Addressing Tereza de Benguela, black women, and Afro-Latin American and Afro-Caribbean women by establishing a day of struggle is, undoubtedly, an important tool for Brazilian black women to have the opportunity to strengthen a sense of identity, by seeing themselves in the story of so many black women who were central characters in the struggle for freedom and rights, but have been silenced and invisibilized in official historiography.

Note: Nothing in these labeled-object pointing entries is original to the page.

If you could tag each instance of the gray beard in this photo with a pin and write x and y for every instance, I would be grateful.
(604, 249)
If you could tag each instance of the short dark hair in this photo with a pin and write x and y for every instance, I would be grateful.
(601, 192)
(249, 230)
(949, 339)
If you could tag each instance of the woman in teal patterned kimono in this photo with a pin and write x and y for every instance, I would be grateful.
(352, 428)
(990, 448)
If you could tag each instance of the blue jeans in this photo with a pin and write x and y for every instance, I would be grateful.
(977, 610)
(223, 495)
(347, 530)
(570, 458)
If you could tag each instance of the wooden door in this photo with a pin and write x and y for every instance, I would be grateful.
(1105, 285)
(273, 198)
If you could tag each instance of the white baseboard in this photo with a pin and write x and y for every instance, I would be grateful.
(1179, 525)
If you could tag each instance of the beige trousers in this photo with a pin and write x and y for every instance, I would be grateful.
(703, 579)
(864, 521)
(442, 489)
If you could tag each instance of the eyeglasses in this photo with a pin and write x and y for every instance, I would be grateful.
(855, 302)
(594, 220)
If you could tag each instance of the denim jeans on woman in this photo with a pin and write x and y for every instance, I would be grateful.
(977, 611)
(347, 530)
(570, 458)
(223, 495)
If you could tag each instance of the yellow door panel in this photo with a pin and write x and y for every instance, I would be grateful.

On the following day, July 26th, the state of São Paulo celebrates the Curly Hair Pride Day. One of the several goals on this day is to strengthen the African-Brazilian ethnic identity, as hair straightening was one of the most common forms of oppression of black people’s ethnic identity in post-slavery Brazil. The bill that proposed the Curly Hair Pride Day was brought forward by member of state parliament Leci Brandão, a black woman with strong ties with black culture, social, and political movements. It is worth highlighting that strengthening and expanding these agendas is fundamentally about including women – black or not – in political power and decision making. The two awareness days mentioned, for example, were proposed and/or signed into law by women.
These lawmaking efforts are directly reflected in political mobilization. Both on the Afro-Latin American and Afro-Caribbean Women’s Day and the Curly Hair Pride Day, thousands of black women take to the streets all over Brazil, marching for their right to be and exist in a society without violence, where well-being and equal opportunities prevail.
These demands are hard to comprehend, especially in a country that is effectively racist, sexist, and classist such as Brazil. But they are not impossible for those who are willing to acknowledge their own privileges and look at our own history through critical lenses.
For starters, I invite you to check the many events scheduled to happen around this agenda, and also to take part in the Black Women’s March in São Paulo today. This year’s slogan is “For us, for all of us, and to live well! We demand the end of State violence and negligence.”
The Black Women’s March will start at 5pm local time at Roosevelt Square, in downtown São Paulo.